“Bisogna capire che se quarant’anni fa l’emergenza per lo Stato democratico era quella del terrorismo, adesso lo è la Mafia”. Dopo la notizia degli arresti Nicola Morra, presidente della Commissione parlamentare antimafia, ha le idee chiare su quale sia il problema del nostro Paese.
Ancora una bufera giudiziaria ha coinvolto la Regione Calabria. Presidente Morra, cosa sta succedendo?
“Quello che tanti si auguravano e cioè che si è arrivati non soltanto a colpire la cosca di ‘ndrangheta dei Mancuso ma sono stati raggiunti anche i colletti bianchi. Parliamo di esponenti di una società civile che troppe volte – platealmente – manifesta disprezzo di certe consorterie salvo poi farci affari sotto banco. In quest’indagine sono coinvolti un ex parlamentare come l’onorevole Pittelli, ex consiglieri regionali, vicepresidenti delle regioni ed ex comandanti dell’Arma dei Carabinieri. Si tratta di soggetti che in passato nessuno avrebbe nemmeno immaginato di poter accusare di concorso esterno o peggio 416 bis”.
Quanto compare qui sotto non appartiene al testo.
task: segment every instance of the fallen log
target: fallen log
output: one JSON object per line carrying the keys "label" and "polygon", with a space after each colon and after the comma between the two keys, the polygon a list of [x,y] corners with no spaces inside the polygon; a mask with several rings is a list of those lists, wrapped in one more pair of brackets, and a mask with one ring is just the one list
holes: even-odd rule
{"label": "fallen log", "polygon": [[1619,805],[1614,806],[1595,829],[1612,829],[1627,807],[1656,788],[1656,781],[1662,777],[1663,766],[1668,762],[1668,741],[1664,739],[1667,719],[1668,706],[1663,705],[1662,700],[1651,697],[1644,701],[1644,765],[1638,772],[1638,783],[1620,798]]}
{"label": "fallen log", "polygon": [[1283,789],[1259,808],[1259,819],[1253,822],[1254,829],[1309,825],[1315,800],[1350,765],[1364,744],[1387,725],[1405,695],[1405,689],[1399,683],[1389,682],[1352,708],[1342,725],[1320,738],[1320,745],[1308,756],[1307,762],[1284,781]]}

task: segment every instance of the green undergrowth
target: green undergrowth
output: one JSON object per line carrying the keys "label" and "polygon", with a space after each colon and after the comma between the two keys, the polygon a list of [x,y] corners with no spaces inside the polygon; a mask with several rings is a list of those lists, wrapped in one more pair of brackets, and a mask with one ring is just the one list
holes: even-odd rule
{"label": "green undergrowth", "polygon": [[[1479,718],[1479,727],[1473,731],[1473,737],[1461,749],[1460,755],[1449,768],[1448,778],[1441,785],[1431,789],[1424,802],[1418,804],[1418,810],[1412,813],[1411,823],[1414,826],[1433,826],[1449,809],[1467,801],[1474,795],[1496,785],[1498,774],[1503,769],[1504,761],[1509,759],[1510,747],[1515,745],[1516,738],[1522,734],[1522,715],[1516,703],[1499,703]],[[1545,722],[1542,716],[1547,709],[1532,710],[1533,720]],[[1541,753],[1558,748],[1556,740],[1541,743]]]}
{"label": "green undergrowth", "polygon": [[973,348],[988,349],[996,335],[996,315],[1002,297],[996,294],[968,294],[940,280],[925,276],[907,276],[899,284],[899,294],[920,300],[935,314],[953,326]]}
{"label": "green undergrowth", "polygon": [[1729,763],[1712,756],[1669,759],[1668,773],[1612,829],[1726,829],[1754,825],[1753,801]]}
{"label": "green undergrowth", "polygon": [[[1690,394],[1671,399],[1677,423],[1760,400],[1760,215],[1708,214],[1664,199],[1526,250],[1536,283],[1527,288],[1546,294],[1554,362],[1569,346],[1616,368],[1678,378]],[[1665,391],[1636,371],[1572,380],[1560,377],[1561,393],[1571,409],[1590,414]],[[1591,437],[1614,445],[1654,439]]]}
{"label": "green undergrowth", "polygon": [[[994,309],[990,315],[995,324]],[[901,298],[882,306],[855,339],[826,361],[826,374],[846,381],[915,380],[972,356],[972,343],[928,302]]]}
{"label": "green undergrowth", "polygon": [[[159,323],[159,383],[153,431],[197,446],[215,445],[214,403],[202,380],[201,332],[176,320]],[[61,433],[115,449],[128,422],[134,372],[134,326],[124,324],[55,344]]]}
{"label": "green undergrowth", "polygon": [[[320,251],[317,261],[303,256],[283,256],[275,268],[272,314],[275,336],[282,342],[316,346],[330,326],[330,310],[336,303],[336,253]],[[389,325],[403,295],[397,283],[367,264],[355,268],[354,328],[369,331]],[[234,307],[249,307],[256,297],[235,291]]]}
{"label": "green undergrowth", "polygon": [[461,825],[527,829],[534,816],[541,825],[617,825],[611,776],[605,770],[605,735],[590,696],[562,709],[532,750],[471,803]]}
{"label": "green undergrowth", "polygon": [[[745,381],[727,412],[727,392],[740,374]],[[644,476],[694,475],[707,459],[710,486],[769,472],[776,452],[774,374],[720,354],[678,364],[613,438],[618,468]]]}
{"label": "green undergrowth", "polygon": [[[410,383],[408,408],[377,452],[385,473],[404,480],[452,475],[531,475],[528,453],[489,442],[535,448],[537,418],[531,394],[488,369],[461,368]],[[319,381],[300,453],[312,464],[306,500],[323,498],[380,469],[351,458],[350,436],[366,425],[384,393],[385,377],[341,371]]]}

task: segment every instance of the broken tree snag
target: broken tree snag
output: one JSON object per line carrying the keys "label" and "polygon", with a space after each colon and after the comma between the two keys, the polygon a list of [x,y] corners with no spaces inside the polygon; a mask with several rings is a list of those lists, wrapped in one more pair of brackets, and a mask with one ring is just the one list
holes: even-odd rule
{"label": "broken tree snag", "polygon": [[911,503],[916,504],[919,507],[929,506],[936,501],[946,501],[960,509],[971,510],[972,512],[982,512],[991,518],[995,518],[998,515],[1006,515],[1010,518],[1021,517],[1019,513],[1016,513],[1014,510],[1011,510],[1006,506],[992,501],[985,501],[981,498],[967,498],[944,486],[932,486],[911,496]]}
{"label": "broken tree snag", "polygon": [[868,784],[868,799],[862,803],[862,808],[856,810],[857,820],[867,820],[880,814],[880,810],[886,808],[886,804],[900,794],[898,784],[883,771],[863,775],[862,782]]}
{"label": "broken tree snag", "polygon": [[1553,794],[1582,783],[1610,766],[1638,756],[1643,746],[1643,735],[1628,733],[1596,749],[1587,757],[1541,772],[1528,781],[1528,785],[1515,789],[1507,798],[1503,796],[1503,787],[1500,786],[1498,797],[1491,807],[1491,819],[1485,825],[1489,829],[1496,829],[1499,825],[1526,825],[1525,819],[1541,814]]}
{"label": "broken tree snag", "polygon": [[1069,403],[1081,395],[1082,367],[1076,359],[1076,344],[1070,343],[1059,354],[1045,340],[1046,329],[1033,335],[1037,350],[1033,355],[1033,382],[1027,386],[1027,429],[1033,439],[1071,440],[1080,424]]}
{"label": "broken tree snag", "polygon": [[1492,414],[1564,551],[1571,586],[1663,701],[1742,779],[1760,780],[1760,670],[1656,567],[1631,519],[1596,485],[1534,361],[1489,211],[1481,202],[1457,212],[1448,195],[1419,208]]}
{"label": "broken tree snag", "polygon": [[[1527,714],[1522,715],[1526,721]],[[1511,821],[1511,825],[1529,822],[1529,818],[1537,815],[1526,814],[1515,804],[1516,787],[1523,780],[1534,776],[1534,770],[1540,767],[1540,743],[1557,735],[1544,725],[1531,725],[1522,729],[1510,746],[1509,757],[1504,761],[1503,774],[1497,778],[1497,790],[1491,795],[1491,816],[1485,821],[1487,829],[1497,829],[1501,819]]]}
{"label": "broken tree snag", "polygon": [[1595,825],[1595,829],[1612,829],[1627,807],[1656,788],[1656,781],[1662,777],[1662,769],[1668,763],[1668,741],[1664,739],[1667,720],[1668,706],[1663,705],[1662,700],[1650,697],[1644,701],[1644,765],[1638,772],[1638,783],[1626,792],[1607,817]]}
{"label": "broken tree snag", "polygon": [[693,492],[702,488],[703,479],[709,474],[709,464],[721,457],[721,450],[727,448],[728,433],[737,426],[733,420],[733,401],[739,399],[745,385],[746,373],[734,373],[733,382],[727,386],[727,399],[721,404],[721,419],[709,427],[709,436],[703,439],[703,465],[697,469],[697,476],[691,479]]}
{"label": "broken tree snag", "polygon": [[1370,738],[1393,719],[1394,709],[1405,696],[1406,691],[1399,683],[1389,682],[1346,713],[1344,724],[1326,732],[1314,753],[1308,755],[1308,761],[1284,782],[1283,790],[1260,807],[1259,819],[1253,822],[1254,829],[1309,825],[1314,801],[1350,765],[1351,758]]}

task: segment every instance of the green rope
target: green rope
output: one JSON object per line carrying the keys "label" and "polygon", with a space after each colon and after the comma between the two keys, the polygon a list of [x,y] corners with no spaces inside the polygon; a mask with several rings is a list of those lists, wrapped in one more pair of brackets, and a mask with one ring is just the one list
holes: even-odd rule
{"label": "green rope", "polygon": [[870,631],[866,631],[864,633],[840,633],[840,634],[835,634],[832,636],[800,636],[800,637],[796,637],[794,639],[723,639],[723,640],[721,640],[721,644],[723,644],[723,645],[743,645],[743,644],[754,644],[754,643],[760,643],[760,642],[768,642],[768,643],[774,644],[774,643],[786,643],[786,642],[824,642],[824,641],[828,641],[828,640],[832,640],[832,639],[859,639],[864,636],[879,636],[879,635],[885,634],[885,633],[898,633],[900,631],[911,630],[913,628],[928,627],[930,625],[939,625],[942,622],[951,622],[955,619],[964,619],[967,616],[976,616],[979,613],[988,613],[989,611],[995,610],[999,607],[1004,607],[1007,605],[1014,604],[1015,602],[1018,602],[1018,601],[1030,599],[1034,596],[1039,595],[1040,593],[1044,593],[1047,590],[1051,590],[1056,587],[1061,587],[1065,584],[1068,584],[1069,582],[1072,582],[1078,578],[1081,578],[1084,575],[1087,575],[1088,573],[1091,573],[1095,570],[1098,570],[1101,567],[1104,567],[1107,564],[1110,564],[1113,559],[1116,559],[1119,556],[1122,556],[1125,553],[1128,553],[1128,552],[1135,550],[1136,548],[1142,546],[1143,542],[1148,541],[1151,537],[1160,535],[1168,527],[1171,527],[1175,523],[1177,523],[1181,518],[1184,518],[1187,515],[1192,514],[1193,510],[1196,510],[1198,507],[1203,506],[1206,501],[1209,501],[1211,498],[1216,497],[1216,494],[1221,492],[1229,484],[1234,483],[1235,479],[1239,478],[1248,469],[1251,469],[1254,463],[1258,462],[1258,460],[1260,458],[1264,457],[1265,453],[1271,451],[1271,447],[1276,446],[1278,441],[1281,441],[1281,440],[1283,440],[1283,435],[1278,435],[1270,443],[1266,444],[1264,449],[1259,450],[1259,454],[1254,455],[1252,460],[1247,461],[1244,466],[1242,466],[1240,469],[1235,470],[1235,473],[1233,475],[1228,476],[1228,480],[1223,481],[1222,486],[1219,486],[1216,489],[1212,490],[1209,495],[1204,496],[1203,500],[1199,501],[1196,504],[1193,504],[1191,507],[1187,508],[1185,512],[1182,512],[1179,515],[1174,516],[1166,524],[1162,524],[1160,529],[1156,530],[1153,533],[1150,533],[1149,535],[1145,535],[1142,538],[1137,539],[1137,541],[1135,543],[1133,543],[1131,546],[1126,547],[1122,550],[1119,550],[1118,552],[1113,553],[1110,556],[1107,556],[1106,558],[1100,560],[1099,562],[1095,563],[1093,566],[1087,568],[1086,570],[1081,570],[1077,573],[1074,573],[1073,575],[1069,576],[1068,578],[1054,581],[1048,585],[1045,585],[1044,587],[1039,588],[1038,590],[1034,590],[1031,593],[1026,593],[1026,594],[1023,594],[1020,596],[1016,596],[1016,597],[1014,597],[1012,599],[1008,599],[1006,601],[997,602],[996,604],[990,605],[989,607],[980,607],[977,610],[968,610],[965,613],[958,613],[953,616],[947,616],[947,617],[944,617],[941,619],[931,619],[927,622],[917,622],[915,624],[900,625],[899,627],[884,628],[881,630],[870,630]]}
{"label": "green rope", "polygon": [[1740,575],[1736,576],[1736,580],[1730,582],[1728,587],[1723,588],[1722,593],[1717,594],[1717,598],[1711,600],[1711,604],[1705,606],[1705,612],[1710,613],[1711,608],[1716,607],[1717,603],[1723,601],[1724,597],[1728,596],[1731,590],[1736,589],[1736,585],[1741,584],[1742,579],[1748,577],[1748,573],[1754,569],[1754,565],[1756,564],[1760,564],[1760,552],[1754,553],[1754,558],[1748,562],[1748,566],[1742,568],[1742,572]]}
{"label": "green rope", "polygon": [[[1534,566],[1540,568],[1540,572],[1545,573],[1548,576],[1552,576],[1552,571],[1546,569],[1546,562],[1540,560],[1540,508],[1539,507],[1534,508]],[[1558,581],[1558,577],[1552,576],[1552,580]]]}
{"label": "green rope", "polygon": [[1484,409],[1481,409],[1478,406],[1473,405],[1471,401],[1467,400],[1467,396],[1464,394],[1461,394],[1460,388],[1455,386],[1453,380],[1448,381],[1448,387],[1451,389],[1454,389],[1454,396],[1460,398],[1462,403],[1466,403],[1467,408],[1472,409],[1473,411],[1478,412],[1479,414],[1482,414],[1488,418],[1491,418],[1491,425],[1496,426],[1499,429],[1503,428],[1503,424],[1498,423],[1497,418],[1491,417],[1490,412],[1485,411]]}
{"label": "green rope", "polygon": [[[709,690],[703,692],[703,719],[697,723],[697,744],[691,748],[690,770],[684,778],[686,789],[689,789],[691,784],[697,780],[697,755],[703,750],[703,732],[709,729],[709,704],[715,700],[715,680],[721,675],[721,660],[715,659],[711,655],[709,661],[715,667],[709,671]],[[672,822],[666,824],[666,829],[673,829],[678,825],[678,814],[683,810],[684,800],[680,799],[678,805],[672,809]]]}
Tanti politici sono finiti in quest’inchiesta. Possiamo ancora parlare di semplici infiltrazioni o c’è dell’altro?
“Tanto per rendere l’idea, nell’indagine è coinvolto anche Gianluca Callipo ossia l’attuale sindaco di Pizzo Calabro e presidente regionale dell’Anci che rappresenta i comuni italiani. Questo fa capire come non si tratti più di semplici infiltrazioni quanto di antiche e sistematiche intrusioni all’interno di un mondo che doveva essere assolutamente impermeabile ma che, alla prova dei fatti, non si è dimostrato tale”.
Secondo lei è in atto una trasformazione delle mafie?
“A mio avviso bisogna sempre tener conto delle lezioni che grandi uomini del passato, come Rocco Chinnici e Giovanni Falcone, ci hanno lasciato. Se lo facessimo sapremmo che queste sono consorterie che mettono al primo posto la ricerca di denaro come strumento per imporre la propria volontà sul territorio e sulle comunità all’interno delle quali operano. Per riuscirci si sono avvicinate a mondi che dovevano rappresentare la legalità ma che si sono dimostrati straordinariamente disponibili alla corruzione. Questo deve farci ragionare in merito all’indebolimento costante e progressivo della nostra barriera culturale. Un tempo si resisteva al malavitoso di turno che ricorreva all’intimidazione. Adesso basta molto meno, anche una caramella. È in queste dinamiche che bisogna cogliere la trasformazione delle mafie”.
Quindi come se ne esce?
“Dobbiamo avere sempre più attenzione ai flussi di capitali, spingere sulla trasparenza nelle e delle pubbliche amministrazioni e rafforzare tutti gli strumenti che vengono concessi a livello amministrativo e giudiziario con cui potremmo sgominare del tutto queste organizzazioni”.
L’ex Procuratore Giuseppe Pignatone ritiene che il 416 bis, che disciplina le associazioni mafiose, deve essere aggiornato. è d’accordo?
“Si ma occorre farlo con grande prudenza. Il 416 bis può essere arricchito ma non va assollutamente stravolto. Le consorterie mafiose sono sempre più raffinate e proiettate verso una dimensione, meta, trans e sovranazionale, come dimostrato dall’operazione del dottor Gratteri che ha interessato ben 12 regioni italiane oltre a Germania e Svizzera. E questo aspetto va sicuramente riconosciuto”.
Nell’agenda della politica, la lotta alle mafie sembra sparita. C’è un’emergenza o si sta ingigantendo il problema?
“Non c’è nessuna esagerazione. Le mafie sono uno dei maggiori traumi del nostro Paese e non dobbiamo attendere gli attentati per capirlo anche perché non ce ne saranno. Quando i corleonesi hanno sfidato lo Stato, questo ha reagito con durezza. I mafiosi attuali lo sanno e non intendono sfidare lo Stato ma sedurlo perché, purtroppo, ci sono ancora troppi uomini compiacenti. Non si può attendere, bisogna agire”.